Tactile nerves gradually withdraw from areas of pain so tactile sensation is also lost even when the finger poking is not directly on the area being tested. For instance, poking the side of the finger can cause a loss of sensation on the pad of the finger, and vice versa. The loss of sensation can even extend to adjoining fingers, rather than just the one that was being pricked. This loss of sensation in fingertips, as well as pain and callouses resulting from repeated lancing, is another reason why alternate site testing is gaining such strong interest within the modern medical community. Now alternate site testing is both accessible and practical.

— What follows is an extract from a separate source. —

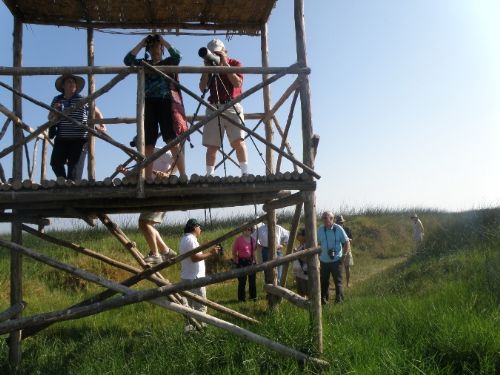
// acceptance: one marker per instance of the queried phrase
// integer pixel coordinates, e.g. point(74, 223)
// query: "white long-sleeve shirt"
point(261, 235)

In fact, the FDA has cleared one standalone pain-free lancing device for use on alternate sites, as well as fingers.

Modern research has shown that under regular conditions, blood glucose levels are the same anywhere on the body, except in cases when it is rapidly changing, such as after eating, intense exercise, or taking fast acting medication. In those cases, fingertip testing reacts 15 minutes faster than many alternate sites. However, there is still no reason to test on fingers, as testing on the palm gives the same fast-acting reading. 

Now recovery is possible. In time, once a person has switched to alternate site testing, it will give fingers a break. Not only will the finger pain, soreness, and bruise marks go away in about 5 weeks, but within 2-3 months, there will be an 80% return of tactical sensation. This modern application of alternate site testing is now available, and is a significant benefit to those with diabetes. Even those who use Continuous Glucose Monitors need to do do manual glucose checks sometimes. For example, when they may be getting sensor errors, have an expired sensor, are warming up or calibrating their device, etc. Everyone with diabetes can reap the benefits of comfortable, alternate site testing.

 

 

Switching to alternate site testing returns tactical sensation within 2-3 months, as well as curing bruising and callouses, within 5 weeks.